With fatal overdoses at a record high, Georgia moves to decriminalize fentanyl test strips

Georgia is one of more than 20 US states that have moved to decriminalize controversial fentanyl test strips.

As of July 1, 2022, the strips, which can detect a lethal synthetic opioid you cannot taste, or see, or smell, will be legal in Georgia.

Dr. Mojgan Zare, chief executive officer of the non-profit Atlanta Harm Reduction Coalition, says Georgia's move to legalize these strips, once considered drug paraphernalia, comes as fatal overdoses tied to fentanyl-laced drugs are rising across the US.

"You've got to remember that fentanyl is a very potent drug, it's about 100% more potent than something like morphine," Dr. Zare says.

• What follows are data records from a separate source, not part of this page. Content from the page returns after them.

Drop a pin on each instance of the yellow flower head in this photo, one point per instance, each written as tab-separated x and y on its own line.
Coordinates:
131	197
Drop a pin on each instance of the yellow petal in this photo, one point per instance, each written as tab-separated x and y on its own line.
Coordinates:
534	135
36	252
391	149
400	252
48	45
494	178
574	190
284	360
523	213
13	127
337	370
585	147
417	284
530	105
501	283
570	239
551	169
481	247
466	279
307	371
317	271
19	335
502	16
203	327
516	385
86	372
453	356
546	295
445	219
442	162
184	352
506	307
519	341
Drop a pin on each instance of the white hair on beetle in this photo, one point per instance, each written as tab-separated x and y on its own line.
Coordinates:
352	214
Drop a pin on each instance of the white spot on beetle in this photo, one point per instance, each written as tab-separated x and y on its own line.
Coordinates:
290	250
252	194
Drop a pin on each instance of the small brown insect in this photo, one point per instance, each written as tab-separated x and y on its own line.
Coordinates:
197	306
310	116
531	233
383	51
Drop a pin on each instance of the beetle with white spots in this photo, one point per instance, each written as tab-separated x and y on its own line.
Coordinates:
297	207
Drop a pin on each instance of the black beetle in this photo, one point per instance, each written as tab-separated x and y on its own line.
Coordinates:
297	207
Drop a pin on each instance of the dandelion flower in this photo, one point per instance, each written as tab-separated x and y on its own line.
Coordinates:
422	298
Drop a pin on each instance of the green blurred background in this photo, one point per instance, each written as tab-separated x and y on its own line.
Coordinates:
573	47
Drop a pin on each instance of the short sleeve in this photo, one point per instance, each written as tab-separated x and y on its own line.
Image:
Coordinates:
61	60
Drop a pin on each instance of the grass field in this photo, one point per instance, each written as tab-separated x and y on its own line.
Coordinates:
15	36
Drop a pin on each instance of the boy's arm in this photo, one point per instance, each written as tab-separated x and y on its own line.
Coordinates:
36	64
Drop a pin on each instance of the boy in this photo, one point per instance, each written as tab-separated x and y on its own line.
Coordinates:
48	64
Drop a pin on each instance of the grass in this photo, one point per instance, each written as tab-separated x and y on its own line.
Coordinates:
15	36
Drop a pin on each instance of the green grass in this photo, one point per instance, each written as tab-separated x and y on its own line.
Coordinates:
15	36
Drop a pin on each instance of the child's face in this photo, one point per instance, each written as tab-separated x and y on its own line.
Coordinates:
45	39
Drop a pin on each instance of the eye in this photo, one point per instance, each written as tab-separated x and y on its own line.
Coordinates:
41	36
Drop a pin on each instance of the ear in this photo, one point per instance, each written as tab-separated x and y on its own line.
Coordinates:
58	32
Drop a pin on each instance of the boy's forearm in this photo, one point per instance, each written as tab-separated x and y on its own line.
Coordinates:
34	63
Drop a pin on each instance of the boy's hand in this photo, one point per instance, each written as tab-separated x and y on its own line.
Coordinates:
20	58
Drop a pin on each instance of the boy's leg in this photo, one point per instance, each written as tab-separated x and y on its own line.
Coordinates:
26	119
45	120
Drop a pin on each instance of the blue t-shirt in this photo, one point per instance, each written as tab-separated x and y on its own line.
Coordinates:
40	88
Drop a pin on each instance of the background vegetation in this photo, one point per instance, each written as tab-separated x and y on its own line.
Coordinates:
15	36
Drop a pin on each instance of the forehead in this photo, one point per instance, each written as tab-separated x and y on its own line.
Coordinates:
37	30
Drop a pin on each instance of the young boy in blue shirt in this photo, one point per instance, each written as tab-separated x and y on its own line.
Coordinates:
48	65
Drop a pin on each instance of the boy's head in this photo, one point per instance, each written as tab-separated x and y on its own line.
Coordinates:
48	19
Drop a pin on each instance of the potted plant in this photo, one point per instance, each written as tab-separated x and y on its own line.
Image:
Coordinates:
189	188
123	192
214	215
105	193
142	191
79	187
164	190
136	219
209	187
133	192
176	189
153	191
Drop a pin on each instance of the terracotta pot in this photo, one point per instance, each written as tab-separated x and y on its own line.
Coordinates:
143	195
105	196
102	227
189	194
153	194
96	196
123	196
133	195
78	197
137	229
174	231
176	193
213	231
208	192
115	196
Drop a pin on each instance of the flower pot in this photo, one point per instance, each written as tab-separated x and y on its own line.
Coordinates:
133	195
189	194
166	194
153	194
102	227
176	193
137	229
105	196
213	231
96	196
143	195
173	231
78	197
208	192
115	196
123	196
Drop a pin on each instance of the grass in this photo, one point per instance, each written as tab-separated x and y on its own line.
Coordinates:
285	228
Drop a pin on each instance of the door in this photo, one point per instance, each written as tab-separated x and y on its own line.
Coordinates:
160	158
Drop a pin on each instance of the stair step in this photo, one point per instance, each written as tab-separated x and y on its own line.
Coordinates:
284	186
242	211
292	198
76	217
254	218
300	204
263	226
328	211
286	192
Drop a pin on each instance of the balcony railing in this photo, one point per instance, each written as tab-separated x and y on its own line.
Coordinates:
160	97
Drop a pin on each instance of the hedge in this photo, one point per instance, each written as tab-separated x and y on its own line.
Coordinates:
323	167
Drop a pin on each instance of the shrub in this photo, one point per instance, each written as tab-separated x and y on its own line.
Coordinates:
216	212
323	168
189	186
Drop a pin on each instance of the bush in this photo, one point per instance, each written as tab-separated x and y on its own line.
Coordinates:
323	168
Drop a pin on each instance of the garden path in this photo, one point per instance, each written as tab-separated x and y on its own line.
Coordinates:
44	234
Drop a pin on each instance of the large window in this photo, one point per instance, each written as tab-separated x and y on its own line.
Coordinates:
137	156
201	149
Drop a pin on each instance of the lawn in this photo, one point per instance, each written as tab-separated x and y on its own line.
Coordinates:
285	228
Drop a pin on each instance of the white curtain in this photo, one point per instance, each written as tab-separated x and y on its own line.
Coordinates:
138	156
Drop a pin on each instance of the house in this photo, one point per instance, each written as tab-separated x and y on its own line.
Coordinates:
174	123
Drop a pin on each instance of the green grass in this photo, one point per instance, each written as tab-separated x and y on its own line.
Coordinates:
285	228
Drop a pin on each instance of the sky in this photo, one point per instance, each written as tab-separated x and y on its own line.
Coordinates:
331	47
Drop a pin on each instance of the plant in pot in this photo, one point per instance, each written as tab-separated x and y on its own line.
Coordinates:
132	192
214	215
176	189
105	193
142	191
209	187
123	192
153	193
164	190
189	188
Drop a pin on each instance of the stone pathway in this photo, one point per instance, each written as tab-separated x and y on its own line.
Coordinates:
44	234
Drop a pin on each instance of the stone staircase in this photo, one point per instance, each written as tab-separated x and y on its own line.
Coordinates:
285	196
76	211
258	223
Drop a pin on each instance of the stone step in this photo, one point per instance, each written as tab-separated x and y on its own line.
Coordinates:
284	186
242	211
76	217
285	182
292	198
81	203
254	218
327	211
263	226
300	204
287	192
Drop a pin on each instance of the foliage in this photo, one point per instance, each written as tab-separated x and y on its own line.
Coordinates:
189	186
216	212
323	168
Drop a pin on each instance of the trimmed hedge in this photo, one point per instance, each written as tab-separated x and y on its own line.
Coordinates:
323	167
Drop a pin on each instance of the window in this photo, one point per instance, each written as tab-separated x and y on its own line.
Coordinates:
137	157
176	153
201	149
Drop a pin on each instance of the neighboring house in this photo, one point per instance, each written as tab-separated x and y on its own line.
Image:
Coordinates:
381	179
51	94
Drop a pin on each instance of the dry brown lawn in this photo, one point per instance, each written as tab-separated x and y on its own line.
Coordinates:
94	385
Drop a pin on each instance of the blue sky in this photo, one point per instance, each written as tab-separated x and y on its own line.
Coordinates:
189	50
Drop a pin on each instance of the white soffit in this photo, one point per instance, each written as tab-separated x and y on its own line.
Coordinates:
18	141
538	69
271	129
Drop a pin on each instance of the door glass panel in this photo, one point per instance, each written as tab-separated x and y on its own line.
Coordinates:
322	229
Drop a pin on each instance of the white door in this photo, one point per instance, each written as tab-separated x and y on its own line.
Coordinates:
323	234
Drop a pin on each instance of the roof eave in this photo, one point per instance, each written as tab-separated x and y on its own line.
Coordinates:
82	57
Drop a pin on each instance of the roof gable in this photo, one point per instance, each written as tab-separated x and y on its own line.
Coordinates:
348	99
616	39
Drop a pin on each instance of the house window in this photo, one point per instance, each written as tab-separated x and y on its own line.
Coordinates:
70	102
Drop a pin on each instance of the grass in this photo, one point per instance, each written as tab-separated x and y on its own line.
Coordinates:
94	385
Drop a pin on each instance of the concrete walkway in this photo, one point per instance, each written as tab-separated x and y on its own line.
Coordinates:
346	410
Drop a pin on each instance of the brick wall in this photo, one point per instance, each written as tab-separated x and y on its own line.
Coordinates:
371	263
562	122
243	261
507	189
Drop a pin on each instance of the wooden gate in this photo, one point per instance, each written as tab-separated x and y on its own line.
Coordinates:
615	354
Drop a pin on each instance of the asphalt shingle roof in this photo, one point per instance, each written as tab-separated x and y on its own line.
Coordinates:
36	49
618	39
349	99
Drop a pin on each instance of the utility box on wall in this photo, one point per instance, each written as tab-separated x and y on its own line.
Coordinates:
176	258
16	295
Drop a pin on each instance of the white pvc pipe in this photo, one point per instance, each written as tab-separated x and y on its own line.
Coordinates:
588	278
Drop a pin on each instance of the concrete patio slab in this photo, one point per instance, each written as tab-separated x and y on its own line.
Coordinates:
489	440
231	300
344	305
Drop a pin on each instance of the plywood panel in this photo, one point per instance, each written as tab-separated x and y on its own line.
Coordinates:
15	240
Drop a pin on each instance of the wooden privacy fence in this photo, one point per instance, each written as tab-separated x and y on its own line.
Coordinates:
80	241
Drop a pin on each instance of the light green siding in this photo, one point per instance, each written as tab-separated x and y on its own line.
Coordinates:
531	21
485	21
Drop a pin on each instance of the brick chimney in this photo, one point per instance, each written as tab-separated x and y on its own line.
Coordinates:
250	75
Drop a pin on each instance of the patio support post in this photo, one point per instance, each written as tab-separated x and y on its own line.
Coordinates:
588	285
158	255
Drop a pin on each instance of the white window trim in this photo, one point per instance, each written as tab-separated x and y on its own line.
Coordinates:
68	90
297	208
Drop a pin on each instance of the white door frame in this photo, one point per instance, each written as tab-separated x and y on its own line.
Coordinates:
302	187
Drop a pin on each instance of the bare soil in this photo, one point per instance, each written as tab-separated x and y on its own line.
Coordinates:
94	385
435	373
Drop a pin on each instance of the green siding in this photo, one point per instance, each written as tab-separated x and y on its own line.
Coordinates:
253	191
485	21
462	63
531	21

In 2021, the CDC reports over 107,000 Americans died from a drug overdose, the highest number of drug-related deaths on record for in a single year.

More than half of the fatal overdoses involved synthetic opioids, primarily fentanyl.

The strips, Zare says, could save lives.

"They're a device you can insert into a drug and, if there is fentanyl in the drug, it will indicate it," she says.  "So, if an individual is about to use a drug that they're not sure what's in it, and that it may have fentanyl in there, and they don't have any knowledge of it, it will let them know that it has fentanyl in there."

Because fentanyl is cheap and powerful, it is being mixed into street drugs like heroin, and, increasingly, counterfeit prescription pills, where even the smallest trace can be deadly.

"The reality is, in the black market, you're not sure exactly what you're getting," Dr. Zare says. "These may be truly prescription pills that may not have fentanyl in them, or these may be pills that have been mimicked as prescription pills but do have fentanyl in them."

Using the strips, which cost less than a dollar, is simple, Zare says.

You mix the drug with water to create a solution and dip the strip into it.

"If the pink line comes up, it's as easy as that," she says.  "It will indicate that it has fentanyl in there."

Pills are harder to test, but Dr. Zare says, they can be dissolved in water to create a solution.

She is hoping once the tests are legal, more people will have access to them.

"For now, you can get them from non-profit organizations such as us," Zare says. "Just dip it in there.  Make sure there is no fentanyl in there because it is not worth losing your life over it."